What a beautiful weekend in Virginia. Thanks for your questions/comments.

I do not understand the above. If the DefenseWall install application launched from an excluded directory, I wouldn't expect anything to block it. I'll check with engineering just to be certain. However, if the installation involves spawning secondary executables required for installing it, and they should be located in non-excluded user-space, I would expect those secondary executable launches to be blocked.

The exclusions are static presently.

There's something in version 1.3 that we are considering that is relevant to this discussion. The concept is when an end-user wants to install or update a guarded application that he/she turns on 'install/update mode'. This would bring up an interactive wizard. It would determine what needs to be disabled based on the non-technical questions/answers with the user.

A more advanced approach to this concept might be more along the lines of what you're implying: designate an executable as 'trusted installer' and AppGuard would dynamically allow and learn so as to accomodate the new software installation. I'll bring this up in our 1.3 discussions but cannot promise this.

Its my understanding that advanced or intermediate users tend to install software often. Less advanced users seldom do.

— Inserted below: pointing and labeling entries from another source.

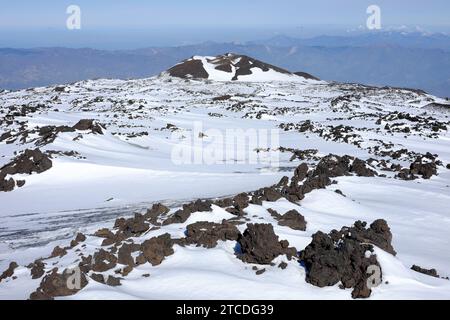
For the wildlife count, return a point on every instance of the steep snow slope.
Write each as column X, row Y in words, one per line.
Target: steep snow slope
column 234, row 67
column 98, row 177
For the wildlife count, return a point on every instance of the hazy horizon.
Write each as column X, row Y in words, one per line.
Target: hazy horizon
column 137, row 24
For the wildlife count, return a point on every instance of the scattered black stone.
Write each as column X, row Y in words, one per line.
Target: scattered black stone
column 428, row 272
column 260, row 272
column 133, row 226
column 189, row 69
column 8, row 272
column 78, row 239
column 37, row 269
column 259, row 244
column 28, row 162
column 207, row 234
column 124, row 254
column 341, row 256
column 113, row 281
column 222, row 98
column 158, row 210
column 98, row 277
column 157, row 248
column 293, row 220
column 88, row 124
column 57, row 285
column 183, row 214
column 103, row 261
column 58, row 252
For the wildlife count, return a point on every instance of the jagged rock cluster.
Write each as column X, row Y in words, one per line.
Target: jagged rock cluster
column 30, row 161
column 344, row 256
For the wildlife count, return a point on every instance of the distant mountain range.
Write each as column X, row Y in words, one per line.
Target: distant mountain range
column 413, row 60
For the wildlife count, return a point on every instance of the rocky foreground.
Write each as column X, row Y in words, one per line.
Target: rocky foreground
column 356, row 208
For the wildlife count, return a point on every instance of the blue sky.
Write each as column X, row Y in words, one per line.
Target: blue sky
column 143, row 13
column 42, row 22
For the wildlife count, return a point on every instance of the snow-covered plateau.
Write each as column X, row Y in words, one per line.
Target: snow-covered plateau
column 91, row 195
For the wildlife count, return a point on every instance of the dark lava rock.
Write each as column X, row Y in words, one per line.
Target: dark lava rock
column 113, row 281
column 224, row 203
column 333, row 166
column 183, row 214
column 270, row 194
column 155, row 212
column 428, row 272
column 88, row 124
column 28, row 162
column 6, row 185
column 59, row 285
column 124, row 253
column 306, row 75
column 293, row 220
column 103, row 261
column 98, row 277
column 189, row 69
column 133, row 226
column 301, row 171
column 78, row 239
column 341, row 256
column 259, row 244
column 58, row 252
column 260, row 272
column 37, row 269
column 222, row 98
column 315, row 182
column 359, row 167
column 8, row 272
column 426, row 170
column 20, row 183
column 208, row 233
column 157, row 248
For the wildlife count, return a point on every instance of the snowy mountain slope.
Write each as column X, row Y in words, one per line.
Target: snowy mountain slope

This point is not to dismiss the importance, however, of providing an easy yet safe means to install/patch software.

A PC with thoroughly configured SRR policies is much better protected than one with just signatured-based protections. As you and Sully know better than me, SRR can be a lot of effort to set-up, maintain, and suspend. We're keeping SRR in mind with 1.3 and beyond as we pursue making AppGuard ever more easier and convenient for its end-users.

 

Hi Dan,

I forwarded your post to engineering.

Cheers,

Eirik

{Edit 10 am EDT} There's a known memory leak pertaining to the Microsoft Help APIs that can occur when Help is used. However, no other leaks are known.

Monitoring a machine for a few hours is not as insightful as doing so for days. Would you please PM what your AppGuard memory usage is tomorrow and the next two days? Engineering has set up a machine to monitor for leaks for several days. So, we're looking and we'll correct what we find.